UNNAO (UP) Archeologists began digging for treasure beneath a 19th century fort in northern India on Friday, after a popular Sadhu said a former Maharaja appeared to him in a dream and told him of a nearly Rs 31,000 crore ($50-billion) cache.
The treasure hunt began after Hindu swami Shobhan Sarkar relayed his dream to an Union government minister who was visiting the swami’s ashram last month.
The swami said the spirit of Maharaja Rao Ram Baksh Singh, who was hanged in 1858 after rising up against British colonial forces, told him to take care of the 1,000-ton treasure hidden under the late king’s fort in Uttar Pradesh.
Indian geological and archeological officials surveyed the area Sunday and found evidence of heavy metal about 20 metres underground, District Magistrate Vijay Karan Anand said.
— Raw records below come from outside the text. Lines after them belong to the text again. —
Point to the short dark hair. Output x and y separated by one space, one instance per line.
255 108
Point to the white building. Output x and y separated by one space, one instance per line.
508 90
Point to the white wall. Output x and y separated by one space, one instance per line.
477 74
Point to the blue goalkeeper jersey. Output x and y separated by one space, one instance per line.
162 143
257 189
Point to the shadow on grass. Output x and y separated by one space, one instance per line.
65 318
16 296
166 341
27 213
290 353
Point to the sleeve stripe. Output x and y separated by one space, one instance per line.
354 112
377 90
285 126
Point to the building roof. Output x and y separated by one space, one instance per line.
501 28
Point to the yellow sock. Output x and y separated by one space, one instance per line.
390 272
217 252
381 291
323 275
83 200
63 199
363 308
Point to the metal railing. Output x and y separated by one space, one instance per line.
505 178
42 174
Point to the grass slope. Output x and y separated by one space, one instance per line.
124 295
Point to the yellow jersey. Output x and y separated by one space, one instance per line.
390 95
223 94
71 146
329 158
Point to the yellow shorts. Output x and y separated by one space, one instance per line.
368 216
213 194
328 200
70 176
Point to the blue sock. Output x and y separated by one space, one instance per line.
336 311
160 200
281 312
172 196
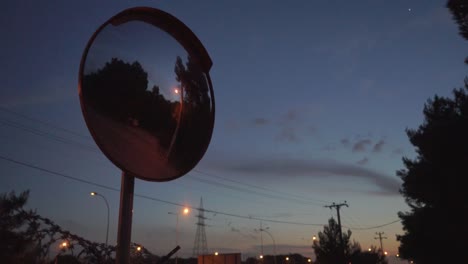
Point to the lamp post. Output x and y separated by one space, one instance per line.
274 243
107 205
185 211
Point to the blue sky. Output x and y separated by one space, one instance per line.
312 102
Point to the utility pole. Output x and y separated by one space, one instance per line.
261 240
338 206
380 238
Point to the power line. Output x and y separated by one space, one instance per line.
43 122
263 188
286 196
373 227
38 132
164 201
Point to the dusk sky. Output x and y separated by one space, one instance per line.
312 102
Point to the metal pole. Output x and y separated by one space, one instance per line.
274 243
125 219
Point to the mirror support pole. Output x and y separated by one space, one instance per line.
125 219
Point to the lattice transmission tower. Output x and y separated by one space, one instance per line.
200 246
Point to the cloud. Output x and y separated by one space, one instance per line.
361 145
378 146
345 142
364 161
279 168
288 134
260 121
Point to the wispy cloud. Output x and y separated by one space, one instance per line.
361 145
378 147
364 161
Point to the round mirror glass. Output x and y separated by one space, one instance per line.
147 101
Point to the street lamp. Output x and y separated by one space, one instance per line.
107 205
274 243
185 211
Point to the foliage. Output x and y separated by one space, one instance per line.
459 10
328 250
433 182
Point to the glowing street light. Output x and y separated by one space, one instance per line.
107 205
274 243
64 244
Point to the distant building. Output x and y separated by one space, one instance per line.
231 258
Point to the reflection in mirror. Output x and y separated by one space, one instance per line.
146 100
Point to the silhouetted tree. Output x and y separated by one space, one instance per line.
434 183
459 10
328 250
17 243
26 237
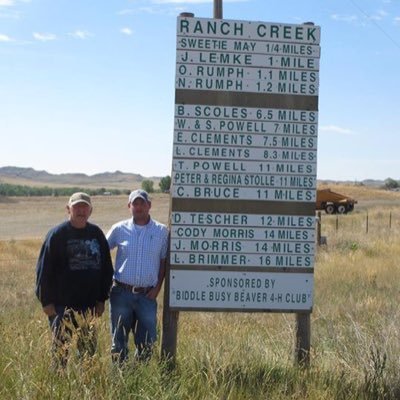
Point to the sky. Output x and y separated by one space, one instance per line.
88 85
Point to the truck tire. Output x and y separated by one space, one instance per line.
330 209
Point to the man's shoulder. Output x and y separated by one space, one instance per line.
122 224
94 228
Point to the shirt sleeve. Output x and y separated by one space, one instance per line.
111 237
164 249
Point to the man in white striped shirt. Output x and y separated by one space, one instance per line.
142 245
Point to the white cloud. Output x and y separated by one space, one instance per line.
126 31
78 34
5 38
44 37
7 3
344 18
336 129
379 15
127 11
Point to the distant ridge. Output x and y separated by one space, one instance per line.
30 176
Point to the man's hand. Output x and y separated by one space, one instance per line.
49 310
99 308
153 293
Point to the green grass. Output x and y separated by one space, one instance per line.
355 335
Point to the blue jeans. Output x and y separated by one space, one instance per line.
126 310
64 326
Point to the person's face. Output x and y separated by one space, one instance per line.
79 214
140 211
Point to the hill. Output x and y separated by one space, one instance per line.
109 180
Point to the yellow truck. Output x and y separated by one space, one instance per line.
333 202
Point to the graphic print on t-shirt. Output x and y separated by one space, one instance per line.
83 254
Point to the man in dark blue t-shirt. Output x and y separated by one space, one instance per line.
73 278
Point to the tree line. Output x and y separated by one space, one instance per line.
11 190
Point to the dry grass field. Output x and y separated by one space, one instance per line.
355 324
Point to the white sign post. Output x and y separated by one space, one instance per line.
244 166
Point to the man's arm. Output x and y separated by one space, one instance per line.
45 278
153 292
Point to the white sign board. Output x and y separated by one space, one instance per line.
241 290
244 165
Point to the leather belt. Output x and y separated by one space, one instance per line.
131 288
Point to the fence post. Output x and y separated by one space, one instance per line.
303 339
319 228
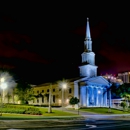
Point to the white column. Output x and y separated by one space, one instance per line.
101 96
87 93
76 90
92 96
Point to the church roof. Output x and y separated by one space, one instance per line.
99 80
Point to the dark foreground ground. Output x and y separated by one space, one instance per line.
111 124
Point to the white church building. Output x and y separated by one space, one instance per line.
90 89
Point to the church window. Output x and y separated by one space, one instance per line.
54 98
70 90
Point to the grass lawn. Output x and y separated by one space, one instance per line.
45 115
104 111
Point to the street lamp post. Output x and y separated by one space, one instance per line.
3 86
63 87
100 97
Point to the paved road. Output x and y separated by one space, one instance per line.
66 125
91 121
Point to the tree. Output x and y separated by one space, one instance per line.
123 104
74 100
124 92
24 92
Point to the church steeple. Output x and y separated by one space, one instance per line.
88 42
88 68
88 36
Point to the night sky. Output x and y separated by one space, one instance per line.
43 42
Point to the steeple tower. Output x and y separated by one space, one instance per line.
88 30
88 57
88 42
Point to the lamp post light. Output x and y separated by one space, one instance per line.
63 87
3 86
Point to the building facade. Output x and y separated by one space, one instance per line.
90 89
125 77
58 94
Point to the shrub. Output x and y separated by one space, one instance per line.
21 109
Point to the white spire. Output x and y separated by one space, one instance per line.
88 36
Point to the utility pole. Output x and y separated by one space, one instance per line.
49 108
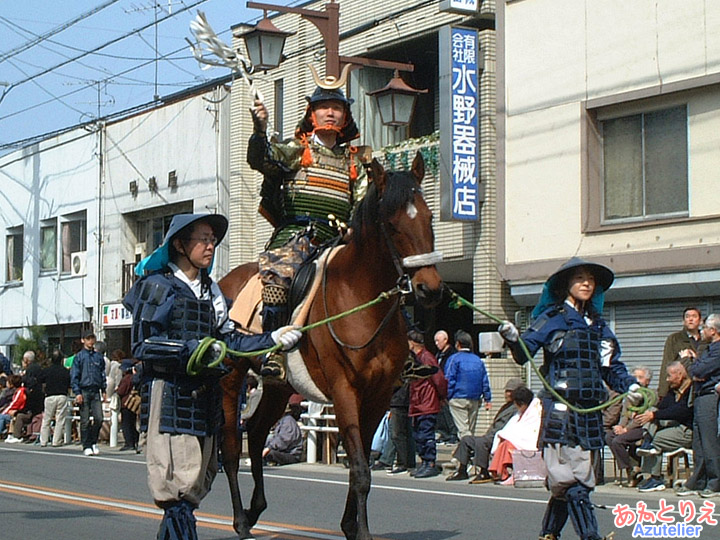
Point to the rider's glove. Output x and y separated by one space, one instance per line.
212 354
287 336
509 332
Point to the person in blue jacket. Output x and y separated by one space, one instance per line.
88 383
580 354
174 305
468 384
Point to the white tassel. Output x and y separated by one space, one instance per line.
209 45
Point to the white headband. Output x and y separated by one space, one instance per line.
423 259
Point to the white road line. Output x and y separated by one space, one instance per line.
158 512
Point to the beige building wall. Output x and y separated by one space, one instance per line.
565 62
393 22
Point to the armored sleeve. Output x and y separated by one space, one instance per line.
538 335
616 375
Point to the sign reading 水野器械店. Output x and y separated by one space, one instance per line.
459 132
460 6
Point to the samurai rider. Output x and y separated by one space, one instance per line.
174 305
311 185
580 353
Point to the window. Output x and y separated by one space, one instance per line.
152 231
645 164
14 254
73 233
48 246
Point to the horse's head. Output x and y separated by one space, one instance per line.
406 224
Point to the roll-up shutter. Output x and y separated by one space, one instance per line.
642 328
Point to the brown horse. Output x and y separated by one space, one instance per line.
355 361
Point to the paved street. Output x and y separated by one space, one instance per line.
60 494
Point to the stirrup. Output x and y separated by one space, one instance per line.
411 370
273 367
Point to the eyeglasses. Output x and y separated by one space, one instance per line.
207 240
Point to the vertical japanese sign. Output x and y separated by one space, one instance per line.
461 196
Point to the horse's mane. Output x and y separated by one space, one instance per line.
376 207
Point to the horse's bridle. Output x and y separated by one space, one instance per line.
403 285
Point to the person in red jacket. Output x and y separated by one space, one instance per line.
16 405
425 397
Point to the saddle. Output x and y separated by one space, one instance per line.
247 306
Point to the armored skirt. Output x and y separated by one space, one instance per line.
180 413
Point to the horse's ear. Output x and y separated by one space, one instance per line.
418 167
378 175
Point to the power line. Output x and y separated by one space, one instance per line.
25 46
120 74
100 47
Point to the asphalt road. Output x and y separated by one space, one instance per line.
61 494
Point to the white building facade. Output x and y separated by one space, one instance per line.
49 218
79 209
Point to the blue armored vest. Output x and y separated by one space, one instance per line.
190 405
573 368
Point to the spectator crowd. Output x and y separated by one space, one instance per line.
436 402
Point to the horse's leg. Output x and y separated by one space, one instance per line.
232 448
356 440
269 411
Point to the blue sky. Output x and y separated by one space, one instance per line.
115 78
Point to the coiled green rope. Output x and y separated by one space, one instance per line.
649 398
196 364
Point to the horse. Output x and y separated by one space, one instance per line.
354 361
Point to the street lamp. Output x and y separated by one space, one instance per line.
397 99
265 43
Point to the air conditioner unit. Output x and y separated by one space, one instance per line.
78 263
141 249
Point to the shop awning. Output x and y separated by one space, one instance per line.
8 336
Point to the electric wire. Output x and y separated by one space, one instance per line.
42 37
98 48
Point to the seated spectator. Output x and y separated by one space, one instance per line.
520 433
468 384
57 384
35 397
425 397
445 426
16 405
624 435
5 366
478 448
285 445
667 427
705 372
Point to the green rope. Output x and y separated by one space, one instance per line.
196 364
649 397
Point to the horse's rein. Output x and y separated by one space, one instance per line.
398 289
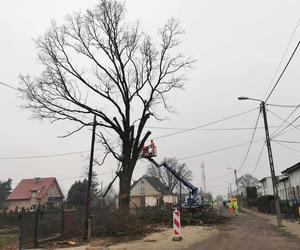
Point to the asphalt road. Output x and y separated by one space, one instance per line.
248 231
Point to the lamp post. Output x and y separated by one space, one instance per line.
235 178
274 180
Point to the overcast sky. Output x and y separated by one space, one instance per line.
238 46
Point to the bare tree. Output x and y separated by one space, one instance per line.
246 180
99 64
166 177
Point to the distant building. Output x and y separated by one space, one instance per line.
30 193
293 188
266 187
284 190
150 191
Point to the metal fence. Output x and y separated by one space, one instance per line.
289 209
40 226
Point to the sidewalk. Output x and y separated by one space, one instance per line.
288 226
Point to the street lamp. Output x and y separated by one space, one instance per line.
274 180
237 187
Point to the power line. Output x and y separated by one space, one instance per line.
258 160
282 119
290 124
279 78
282 105
44 156
204 125
274 133
9 86
286 141
219 177
218 150
285 146
250 144
211 129
284 54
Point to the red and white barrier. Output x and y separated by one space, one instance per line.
176 225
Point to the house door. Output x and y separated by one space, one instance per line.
143 201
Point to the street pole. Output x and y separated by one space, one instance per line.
274 180
180 195
88 191
237 187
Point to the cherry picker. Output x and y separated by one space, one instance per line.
149 152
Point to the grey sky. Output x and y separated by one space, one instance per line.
237 44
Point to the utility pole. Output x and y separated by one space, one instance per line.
203 178
274 180
88 191
237 186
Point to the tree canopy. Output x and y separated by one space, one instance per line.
5 189
166 177
98 64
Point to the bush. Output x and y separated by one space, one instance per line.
144 220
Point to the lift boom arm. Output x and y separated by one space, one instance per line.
192 189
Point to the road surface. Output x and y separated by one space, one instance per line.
248 231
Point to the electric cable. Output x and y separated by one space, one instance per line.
251 141
9 86
285 128
259 157
286 141
282 119
274 133
219 150
279 78
283 56
45 156
285 146
207 124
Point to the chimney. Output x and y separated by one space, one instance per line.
36 179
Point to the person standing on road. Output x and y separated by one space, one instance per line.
235 207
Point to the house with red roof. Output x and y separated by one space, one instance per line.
150 191
30 193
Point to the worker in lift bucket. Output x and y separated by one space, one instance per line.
235 207
153 148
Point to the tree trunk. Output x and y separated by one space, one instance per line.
124 195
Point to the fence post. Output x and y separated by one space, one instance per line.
20 230
35 241
62 222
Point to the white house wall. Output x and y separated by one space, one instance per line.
148 189
150 201
170 199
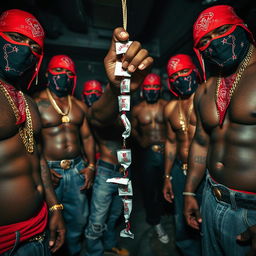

Digging would the only way to confirm which type of metal.
The Archaeological Survey of India said it would begin digging under a temple contained within the ruins of the old fort.
A host of interested parties have already lined up to stake a claim to the treasure, believed to be in gold and silver.
One of the king’s descendants, Navchandi Veer Pratap Singh, said “if gold is really found there, we should get our share.”
Uttar Pradesh state authorities, as well as local officials, also said they had a right to the wealth.
“The treasure trove should be used for the development of the state,” local lawmaker
Kuldeep Senger said. Uttar Pradesh, with a staggering population of 200 million, is one of the poorest and least developed states in India.
Residents of the impoverished Daundia Khera village, who have no access to electricity, said they have long known about the treasure from stories told by their elders.
“Everyone in the village knows about it,” said 60-yearold Vidyawati Sharma, who learned the stories from her father-in-law.
Locals have found silver and gold coins in the area in Unnao district, about 80 kilometres southwest of the state’s capital of Lucknow, according to the swami’s disciple, Om Ji. “No one knew exactly where” the treasure was until the late king visited the swami in his sleep, he said.
However, officials from the Archaeological Survey of India denied that the agency had begun the excavations at the bidding of the Hindu holy man.
“Archeology doesn’t work according to the dreams of a holy man, or anybody else. Archeology is a science. We are carrying out this excavation on the basis of our findings” at the site, said Syed Jamal Hasan, an agency official.
Authorities have set up barricades against thousands of people who have since thronged to the village in hopes of seeing the treasure, or possibly taking a small piece home. People were offering prayers at the temple within the fort’s ruins.
Locals also said they hoped Swami Sarkar’s vision turned out to be real, as he “is revered as God in this area because he has done a lot for this place,” schoolteacher Chandrika Rani said.
The Supreme Court said Friday that it would consider a petition for the court to monitor the treasure hunt, amid fears that some of the riches could be stolen.
Indian officials are also unearthing and cataloguing another treasure trove found two years ago in a 16th century Hindu temple, and have barred the media and public
from the excavation site in the southern state of Kerala. The discovery of that treasure, including bagfuls of coins, jewelled crowns and golden statues of gods and goddesses, made the Sree Padmanabhaswamy Temple the richest known religious institution in India. The former royal family that has remained the temple’s trustees since India’s 1947 independence has said the treasure belongs to the Hindu deity Vishnu, who is also known in the region as Padmanabhaswamy. Agencies
Gold digging or a Holly flick?
And the countdown for the 45 day long digging for Gold moved on to its second day Saturday.
12:00 pm: The Gold rush has a Hollywood flavour to it. Akin to the flick ‘Mackenna’s Gold’, seer Shubhan Sarkar marked the area of the buried treasure by studying the shadow cast by the Shiva temple at various points of time in the day. The digging is being done after earmarking the area with dots.
11:00 am: Former President of India APJ Abdul Kalam and a pioneer in science backed the digging, justifying that science does not allow any guesses and is supported by logic. He said that the excavation work must be having some logical conclusion.
10:30 am: Even as the Archaeological Survey of India (ASI) digs for gold for the second day at UP’s UNnao village, the seer Shobhan Sarkar claimed to have dreamt of a bigger treasure of 2500 tonnes of Gold buried in Adampur village of Fatehpur district. He, in fact wrote to the Fatehpur DM about his dream. Meanwhile, the crowd surrounding the 19th century old temple is watching the ASI at work with bated breath. The media and the government officials all are hopeful about the findings.